Jamie pointed me to this graph in the NYT:

hurricanes.png

Nice! Especially the margin of error, the subtle colorings and the use of the gray background. The y-axis labels are a little weird (why not simply 60, 80, 100, and 120), and I’m not sure how to think about the x-axis. (Given the scale on the y-axis, should we really care about a change of 1/2 mile per hour in wind speed.) Also, I don’t really understand what it means to measure changes in wind speed, if the storms are themselves categorized by wind speed! But, as a graph, it has many excellent features.

9 thoughts on “Strong cyclones growing stronger

  1. This actually is likely a vacuous observation (the graph). Your comment about the two axes is exactly on the mark.

    If the distribution of storm strengths is relatively flat at lower speeds, but significantly dropping off at higher speeds (almost certainly true), then an overall increase in storm intensity would not increase the average speed in the lower buckets, but could increase the average speed in the upper buckets because they have a flatter distribution by virtue of the shoulder of the distribution passing them by.

    It would have been much better to just see the empirical CDF (but you couldn't publish such a thing) or, if there is enough data, a histogram.

    I hope that somebody didn't get a scientific publication out of this observation.

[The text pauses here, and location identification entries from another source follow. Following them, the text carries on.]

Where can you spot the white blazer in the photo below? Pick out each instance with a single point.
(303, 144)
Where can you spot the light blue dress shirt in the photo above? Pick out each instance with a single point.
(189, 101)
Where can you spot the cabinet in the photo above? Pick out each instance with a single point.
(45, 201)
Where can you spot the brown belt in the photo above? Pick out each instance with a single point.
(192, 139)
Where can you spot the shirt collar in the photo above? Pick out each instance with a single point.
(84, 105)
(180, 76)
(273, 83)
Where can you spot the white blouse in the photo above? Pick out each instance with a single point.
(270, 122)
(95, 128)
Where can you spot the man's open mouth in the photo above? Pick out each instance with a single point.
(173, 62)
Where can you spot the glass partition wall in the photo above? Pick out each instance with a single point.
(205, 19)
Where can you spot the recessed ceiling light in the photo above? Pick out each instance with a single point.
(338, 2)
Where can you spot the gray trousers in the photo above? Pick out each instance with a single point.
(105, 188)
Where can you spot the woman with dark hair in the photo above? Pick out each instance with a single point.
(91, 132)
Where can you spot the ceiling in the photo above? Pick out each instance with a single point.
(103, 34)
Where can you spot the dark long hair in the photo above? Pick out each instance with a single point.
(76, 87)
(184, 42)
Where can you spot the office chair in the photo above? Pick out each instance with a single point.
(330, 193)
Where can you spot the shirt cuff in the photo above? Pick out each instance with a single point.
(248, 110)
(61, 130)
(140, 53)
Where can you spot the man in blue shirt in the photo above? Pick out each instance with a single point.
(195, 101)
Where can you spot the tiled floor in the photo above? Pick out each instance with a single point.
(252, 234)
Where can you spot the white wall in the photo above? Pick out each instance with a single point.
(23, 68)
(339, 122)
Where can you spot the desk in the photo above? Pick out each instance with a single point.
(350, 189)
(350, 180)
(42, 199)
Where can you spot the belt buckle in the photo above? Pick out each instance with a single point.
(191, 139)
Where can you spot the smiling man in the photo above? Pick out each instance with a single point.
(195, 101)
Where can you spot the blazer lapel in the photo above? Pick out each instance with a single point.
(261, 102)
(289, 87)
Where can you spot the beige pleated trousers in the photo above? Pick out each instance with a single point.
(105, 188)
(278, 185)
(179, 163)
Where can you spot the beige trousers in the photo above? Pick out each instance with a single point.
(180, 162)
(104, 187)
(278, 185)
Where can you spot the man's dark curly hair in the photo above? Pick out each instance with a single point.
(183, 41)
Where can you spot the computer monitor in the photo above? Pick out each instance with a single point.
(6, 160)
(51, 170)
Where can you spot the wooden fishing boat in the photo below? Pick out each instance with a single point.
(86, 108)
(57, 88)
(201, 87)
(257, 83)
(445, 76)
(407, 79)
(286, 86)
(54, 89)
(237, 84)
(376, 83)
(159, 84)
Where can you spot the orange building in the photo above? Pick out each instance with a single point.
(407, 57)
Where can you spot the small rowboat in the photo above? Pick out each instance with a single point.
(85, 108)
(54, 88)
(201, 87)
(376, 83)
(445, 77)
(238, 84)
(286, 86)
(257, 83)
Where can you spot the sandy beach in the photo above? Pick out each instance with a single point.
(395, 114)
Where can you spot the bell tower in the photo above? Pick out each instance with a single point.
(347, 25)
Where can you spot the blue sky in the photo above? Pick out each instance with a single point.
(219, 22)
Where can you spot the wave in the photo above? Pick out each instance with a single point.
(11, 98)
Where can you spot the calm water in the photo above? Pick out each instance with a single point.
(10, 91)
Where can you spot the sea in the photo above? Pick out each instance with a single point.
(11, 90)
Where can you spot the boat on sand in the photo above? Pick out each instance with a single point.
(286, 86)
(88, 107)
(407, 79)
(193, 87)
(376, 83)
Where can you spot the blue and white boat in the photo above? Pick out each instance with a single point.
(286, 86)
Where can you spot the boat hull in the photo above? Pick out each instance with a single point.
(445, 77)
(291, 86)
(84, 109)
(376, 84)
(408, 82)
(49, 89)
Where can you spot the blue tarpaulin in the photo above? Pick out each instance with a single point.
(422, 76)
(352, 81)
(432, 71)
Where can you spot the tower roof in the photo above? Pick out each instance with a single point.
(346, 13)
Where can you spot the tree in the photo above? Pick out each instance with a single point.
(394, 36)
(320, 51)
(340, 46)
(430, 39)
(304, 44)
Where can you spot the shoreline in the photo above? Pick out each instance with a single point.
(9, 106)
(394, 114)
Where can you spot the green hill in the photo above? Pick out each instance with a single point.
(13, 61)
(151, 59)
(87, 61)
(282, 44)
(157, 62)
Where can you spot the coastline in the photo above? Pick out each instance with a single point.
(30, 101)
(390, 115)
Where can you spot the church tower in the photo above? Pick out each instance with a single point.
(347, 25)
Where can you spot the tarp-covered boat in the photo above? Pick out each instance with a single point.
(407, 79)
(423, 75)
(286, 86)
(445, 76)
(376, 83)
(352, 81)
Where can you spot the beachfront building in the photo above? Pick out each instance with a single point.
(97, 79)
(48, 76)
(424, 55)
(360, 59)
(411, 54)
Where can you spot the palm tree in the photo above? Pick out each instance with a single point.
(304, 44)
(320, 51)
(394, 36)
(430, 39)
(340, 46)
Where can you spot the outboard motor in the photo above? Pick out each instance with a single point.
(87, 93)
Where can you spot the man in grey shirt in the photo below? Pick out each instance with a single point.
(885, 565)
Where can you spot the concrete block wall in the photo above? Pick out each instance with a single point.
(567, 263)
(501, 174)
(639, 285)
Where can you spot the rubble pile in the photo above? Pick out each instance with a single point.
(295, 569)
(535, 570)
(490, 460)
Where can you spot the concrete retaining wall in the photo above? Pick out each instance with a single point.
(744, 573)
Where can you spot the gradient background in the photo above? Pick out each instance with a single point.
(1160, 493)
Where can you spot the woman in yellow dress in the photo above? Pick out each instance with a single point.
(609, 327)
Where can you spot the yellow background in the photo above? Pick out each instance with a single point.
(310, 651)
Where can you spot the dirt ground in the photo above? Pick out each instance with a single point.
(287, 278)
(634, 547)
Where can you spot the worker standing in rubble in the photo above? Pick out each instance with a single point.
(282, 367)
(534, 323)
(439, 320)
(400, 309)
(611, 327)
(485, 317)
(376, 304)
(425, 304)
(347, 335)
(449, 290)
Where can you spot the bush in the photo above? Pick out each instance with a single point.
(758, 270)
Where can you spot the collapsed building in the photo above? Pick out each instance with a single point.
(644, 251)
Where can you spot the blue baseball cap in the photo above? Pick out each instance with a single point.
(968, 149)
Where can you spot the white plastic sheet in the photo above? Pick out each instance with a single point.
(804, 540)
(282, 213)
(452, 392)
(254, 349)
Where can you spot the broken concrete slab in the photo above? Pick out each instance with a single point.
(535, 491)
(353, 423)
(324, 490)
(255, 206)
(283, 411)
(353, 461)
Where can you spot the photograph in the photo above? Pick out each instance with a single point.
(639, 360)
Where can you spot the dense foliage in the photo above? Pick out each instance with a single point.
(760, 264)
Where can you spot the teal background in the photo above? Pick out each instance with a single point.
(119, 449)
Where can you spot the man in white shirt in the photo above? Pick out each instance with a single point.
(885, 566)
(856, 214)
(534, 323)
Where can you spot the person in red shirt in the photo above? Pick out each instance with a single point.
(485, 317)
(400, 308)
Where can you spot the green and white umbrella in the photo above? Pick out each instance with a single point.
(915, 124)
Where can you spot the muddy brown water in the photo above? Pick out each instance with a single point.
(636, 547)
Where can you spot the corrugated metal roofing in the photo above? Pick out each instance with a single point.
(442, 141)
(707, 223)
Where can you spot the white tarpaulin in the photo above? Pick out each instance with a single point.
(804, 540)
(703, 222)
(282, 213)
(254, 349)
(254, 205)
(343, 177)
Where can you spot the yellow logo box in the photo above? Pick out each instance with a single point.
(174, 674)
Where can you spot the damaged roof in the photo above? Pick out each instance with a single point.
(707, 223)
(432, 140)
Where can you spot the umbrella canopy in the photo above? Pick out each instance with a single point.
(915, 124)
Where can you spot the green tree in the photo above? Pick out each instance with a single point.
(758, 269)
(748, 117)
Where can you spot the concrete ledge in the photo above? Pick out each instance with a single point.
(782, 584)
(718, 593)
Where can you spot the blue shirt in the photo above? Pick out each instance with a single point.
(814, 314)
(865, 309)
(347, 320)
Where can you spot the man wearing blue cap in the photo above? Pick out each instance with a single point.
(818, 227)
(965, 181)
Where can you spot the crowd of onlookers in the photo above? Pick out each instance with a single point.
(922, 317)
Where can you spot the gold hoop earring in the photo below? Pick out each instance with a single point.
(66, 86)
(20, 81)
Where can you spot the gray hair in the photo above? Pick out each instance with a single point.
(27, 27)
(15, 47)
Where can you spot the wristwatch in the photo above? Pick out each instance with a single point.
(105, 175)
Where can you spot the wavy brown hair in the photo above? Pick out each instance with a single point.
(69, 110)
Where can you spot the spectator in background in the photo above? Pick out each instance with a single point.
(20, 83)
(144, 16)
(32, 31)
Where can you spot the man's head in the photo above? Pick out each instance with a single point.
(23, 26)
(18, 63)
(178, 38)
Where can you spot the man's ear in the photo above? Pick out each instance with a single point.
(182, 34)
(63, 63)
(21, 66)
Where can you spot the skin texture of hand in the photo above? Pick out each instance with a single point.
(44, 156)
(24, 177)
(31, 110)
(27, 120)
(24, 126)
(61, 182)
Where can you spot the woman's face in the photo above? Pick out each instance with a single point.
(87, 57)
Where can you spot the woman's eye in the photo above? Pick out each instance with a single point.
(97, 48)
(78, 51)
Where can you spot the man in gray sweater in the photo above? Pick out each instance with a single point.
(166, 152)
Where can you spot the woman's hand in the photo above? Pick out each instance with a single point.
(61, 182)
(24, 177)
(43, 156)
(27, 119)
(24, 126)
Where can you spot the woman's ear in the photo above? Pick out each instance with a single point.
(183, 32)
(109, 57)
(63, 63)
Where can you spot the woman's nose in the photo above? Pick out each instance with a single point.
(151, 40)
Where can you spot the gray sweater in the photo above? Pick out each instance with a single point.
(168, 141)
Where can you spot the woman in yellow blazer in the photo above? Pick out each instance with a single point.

  2. The white horizontal lines are the cut-off points for hurricane categories. Not sure why they'd pick the numbers on the y-axis though – it doesn't include category 4 or 5 hurricanes that way.

  3. should we really care about a change of 1/2 mile per hour in wind speed

    I presume that's half a mile per hour per year, over twenty five years, making a diffrence between 1981 and 2006 that is one we should care about. Perhaps the scale should have been written to reflect that.

  4. NU,

    I appreciate sarcasm as much as the next guy. But I think Derek has a point that this is not a natural measure to use. I think the change over the past 25 years (which would be 12.5 mph) is more relevant. Even if the original graph is correct, a rescaling can make it easier to read.

  5. Andrew,

    I wasn't actually intending to be sarcastic. I was agreeing that the way they labeled the axis is somewhat confusing in its intent. The change over a longer period of time is the more relevant and interpretable figure (hard to intuit what 0.5 mph/yr may add up to over a longer period).